What’s new in small cell lung cancer research and treatment?
Prevention offers the greatest opportunity to fight lung cancer. Although decades have passed since the link between smoking and lung cancers became clear, smoking is still responsible for at least 80% of lung cancer deaths, and this percentage is likely even higher for small cell lung cancers. Research is continuing on:
- Ways to help people quit smoking and stay quit through counseling, nicotine replacement, and other medicines
- Ways to convince young people to never start smoking
- Inherited differences in genes that may make some people much more likely to get lung cancer if they smoke or are exposed to someone else’s smoke
Researchers also continue to look into some of the other causes of lung cancer, such as exposure to radon and diesel exhaust.
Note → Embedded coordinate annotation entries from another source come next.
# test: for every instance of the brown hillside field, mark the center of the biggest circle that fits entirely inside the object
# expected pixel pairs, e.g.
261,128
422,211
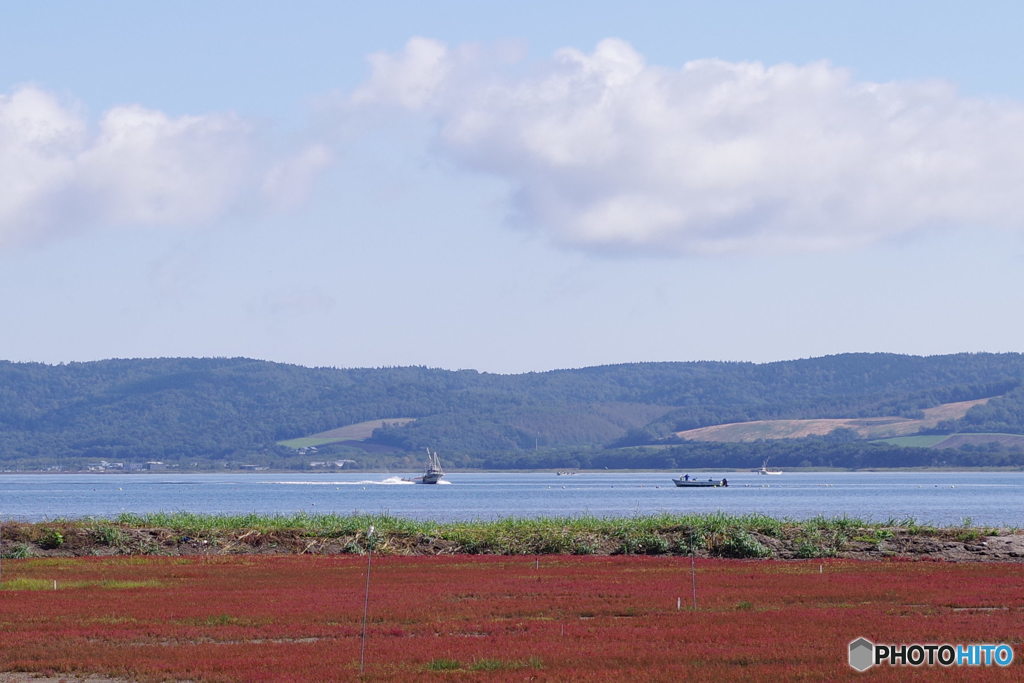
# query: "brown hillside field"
865,427
361,430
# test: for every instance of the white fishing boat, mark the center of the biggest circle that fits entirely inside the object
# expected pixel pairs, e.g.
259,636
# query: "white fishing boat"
687,481
434,471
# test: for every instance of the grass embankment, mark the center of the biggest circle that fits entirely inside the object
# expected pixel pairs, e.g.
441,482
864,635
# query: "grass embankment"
715,535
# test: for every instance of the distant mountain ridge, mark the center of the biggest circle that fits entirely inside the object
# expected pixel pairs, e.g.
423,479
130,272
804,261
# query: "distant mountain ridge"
203,411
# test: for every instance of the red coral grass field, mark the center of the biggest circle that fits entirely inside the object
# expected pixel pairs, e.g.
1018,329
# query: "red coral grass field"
289,617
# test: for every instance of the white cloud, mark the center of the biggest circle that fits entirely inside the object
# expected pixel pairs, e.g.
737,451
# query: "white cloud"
607,152
134,167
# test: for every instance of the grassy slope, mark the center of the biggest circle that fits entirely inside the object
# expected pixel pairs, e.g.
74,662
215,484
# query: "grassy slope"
865,427
357,432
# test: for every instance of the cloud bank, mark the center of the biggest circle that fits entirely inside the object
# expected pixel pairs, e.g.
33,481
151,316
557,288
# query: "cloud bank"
133,167
606,152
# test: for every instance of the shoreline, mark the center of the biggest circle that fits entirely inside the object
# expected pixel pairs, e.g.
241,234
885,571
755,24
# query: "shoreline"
747,537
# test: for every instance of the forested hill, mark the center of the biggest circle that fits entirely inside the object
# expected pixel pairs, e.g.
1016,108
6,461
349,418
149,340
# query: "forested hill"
187,411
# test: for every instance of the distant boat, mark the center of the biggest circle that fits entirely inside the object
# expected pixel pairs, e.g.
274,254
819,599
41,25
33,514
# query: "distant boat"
434,471
687,482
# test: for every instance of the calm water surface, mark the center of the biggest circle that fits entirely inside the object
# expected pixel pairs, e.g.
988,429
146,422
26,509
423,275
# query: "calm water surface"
936,498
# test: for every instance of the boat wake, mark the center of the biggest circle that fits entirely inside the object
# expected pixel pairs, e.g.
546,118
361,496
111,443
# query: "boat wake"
367,482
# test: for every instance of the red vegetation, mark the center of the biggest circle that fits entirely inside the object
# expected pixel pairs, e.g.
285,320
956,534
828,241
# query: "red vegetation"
298,617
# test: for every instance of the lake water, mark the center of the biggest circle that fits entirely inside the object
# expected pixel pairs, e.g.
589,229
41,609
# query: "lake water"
935,498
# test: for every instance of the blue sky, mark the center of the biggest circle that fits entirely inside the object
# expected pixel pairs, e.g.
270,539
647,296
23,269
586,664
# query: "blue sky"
509,186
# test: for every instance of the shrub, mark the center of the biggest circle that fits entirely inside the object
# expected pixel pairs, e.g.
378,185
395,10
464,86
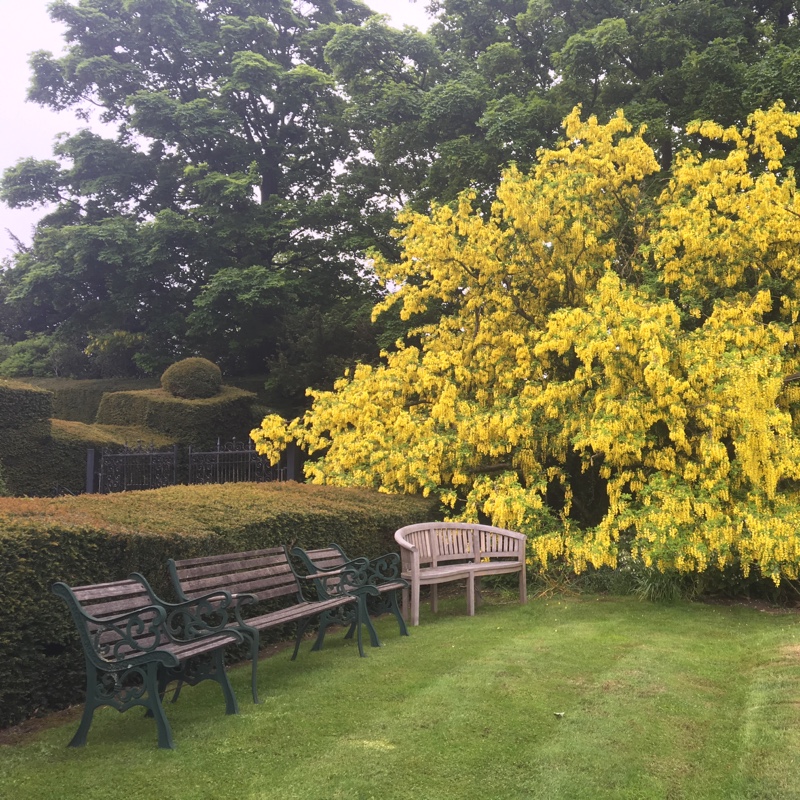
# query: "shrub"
197,422
78,400
192,379
24,429
95,538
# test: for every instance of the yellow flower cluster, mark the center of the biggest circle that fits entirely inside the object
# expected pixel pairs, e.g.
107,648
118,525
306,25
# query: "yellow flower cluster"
647,334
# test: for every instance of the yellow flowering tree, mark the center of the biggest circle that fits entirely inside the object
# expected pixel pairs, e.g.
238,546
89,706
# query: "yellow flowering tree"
602,324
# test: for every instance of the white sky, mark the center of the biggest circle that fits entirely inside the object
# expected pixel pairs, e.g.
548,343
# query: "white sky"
27,129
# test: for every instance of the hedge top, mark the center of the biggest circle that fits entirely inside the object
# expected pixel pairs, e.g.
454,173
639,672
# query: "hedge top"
197,509
192,379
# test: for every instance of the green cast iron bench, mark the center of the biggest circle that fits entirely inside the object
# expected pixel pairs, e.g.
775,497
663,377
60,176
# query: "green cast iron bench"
135,644
254,577
439,552
325,567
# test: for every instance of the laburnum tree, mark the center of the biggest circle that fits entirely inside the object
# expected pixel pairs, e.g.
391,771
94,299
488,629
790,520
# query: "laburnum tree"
614,366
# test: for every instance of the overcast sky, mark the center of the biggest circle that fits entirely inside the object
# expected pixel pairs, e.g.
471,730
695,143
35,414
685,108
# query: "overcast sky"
26,129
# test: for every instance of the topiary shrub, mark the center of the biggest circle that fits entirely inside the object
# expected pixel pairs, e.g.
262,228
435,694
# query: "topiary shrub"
192,379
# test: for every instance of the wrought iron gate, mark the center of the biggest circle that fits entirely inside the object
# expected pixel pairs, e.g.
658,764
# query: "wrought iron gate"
230,463
137,468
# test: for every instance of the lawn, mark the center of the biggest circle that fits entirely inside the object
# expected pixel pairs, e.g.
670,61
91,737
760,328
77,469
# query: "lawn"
567,697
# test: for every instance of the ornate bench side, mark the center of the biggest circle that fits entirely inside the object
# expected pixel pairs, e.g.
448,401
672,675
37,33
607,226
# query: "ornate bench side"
130,655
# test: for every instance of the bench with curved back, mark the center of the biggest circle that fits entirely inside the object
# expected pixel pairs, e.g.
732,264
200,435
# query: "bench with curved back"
440,552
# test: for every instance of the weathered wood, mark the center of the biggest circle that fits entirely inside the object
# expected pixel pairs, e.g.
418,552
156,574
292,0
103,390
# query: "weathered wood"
132,653
330,566
438,552
253,577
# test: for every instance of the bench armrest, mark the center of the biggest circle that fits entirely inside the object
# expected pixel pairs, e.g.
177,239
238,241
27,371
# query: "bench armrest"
195,616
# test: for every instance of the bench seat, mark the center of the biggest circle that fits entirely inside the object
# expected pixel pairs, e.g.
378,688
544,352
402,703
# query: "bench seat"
433,553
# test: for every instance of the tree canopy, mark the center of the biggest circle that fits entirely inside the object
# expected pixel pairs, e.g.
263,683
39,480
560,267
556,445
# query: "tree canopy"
260,149
213,219
613,371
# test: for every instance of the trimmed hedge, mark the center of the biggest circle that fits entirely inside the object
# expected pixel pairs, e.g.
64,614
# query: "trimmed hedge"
78,400
25,413
95,538
22,404
195,422
58,465
192,379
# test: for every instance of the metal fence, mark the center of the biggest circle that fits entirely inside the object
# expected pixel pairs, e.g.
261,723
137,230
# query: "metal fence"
231,463
141,467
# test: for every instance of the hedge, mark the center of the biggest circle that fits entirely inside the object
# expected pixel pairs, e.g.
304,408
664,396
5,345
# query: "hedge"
95,538
196,422
25,413
78,400
58,464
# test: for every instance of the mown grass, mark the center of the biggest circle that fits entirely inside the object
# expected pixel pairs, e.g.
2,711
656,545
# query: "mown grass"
658,701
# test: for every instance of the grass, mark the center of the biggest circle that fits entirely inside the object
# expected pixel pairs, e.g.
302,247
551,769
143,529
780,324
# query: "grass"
658,701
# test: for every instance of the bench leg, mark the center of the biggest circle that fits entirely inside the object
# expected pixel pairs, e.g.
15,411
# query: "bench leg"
301,629
471,595
392,603
221,676
153,686
253,636
523,585
92,682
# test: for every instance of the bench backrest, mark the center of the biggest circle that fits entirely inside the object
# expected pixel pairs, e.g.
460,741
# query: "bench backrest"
446,542
266,574
112,643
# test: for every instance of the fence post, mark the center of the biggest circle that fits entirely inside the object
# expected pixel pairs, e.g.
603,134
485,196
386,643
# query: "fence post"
90,471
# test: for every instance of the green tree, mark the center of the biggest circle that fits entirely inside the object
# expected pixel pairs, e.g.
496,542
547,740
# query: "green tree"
214,218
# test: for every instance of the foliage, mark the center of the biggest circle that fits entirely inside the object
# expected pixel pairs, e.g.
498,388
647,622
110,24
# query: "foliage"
211,215
94,538
192,379
25,413
78,400
614,366
195,422
260,149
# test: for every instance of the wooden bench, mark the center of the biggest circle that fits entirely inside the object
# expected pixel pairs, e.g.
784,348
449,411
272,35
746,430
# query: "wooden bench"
135,645
439,552
256,576
325,565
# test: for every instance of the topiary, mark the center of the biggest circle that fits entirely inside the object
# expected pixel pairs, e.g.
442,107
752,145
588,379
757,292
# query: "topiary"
192,379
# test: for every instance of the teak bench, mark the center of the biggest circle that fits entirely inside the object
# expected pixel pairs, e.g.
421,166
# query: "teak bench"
265,575
439,552
325,566
135,644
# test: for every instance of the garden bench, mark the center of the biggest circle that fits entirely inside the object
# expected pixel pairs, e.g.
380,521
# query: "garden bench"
135,645
325,565
439,552
258,576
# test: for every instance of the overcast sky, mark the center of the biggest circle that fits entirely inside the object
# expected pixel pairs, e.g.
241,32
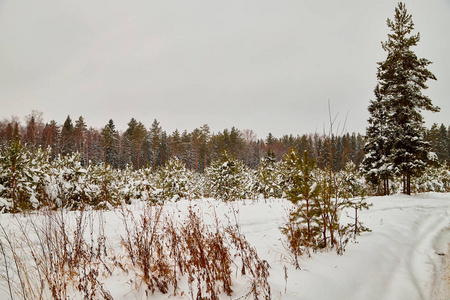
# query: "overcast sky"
269,66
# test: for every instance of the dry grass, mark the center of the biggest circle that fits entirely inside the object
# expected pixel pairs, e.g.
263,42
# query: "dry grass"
66,255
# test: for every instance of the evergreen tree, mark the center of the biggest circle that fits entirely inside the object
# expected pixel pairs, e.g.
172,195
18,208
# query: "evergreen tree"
402,77
155,137
79,132
67,137
376,165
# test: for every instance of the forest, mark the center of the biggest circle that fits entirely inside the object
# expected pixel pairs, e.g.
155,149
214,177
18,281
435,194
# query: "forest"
140,146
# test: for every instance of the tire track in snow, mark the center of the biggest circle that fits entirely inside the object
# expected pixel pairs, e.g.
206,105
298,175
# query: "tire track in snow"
415,262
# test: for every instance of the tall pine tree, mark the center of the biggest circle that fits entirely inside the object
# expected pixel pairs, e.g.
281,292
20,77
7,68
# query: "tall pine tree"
402,77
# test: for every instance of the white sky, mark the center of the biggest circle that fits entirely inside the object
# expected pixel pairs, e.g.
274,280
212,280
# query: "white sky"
269,66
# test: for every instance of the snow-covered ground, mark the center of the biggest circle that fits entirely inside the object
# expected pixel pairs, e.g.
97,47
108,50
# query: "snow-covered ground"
402,258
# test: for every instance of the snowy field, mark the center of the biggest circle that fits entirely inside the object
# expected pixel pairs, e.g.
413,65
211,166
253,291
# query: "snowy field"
404,257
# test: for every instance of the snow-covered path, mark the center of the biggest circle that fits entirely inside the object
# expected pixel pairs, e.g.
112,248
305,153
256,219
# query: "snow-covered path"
402,258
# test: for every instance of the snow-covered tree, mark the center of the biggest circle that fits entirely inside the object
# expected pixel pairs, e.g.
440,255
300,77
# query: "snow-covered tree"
173,181
376,164
402,77
226,178
268,178
302,189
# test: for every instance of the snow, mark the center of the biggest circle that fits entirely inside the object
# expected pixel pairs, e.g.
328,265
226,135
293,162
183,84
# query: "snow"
402,258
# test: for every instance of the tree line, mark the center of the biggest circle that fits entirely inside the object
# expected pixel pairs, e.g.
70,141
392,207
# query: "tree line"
140,146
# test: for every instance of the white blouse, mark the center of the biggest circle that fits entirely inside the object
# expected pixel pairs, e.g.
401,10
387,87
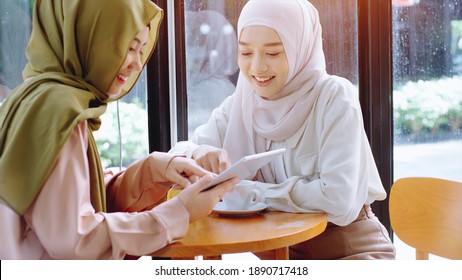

Finding new ways to limit these exposures could potentially save many more lives.
Diet, nutrition, and medicines
Researchers are looking for ways to use vitamins or medicines to prevent lung cancer in people at high risk, but so far none have been shown conclusively to reduce risk.
Some studies have suggested that a diet high in fruits and vegetables may offer some protection, but more research is needed to confirm this. While any protective effect of fruits and vegetables on lung cancer risk is likely to be much less than the increased risk from smoking, following the American Cancer Society dietary recommendations (such as maintaining a healthy weight and eating a diet high in fruits, vegetables, and whole grains) may still be helpful.
As mentioned in the section “Can small cell lung cancer be found early?”, a large clinical trial called the National Lung Screening Trial (NLST) found that spiral CT scans in people at high risk of lung cancer (due to smoking history) lower the risk of death from lung cancer, when compared to chest x-rays. This finding has led to the development of screening guidelines for lung cancer.
Another approach now being studied uses newer, more sensitive tests to look for cancer cells in sputum samples. Researchers have found several changes often seen in the DNA of lung cancer cells. Current studies are looking at new tests that can spot these DNA changes to see if they can find lung cancers at an earlier stage.
Also known as autofluorescence bronchoscopy, this technique may help doctors find some lung cancers earlier, when they may be easier to treat. For this test, the doctor inserts a bronchoscope through the mouth or nose and into the lungs. The end of the bronchoscope has a special fluorescent light on it, instead of a normal (white) light.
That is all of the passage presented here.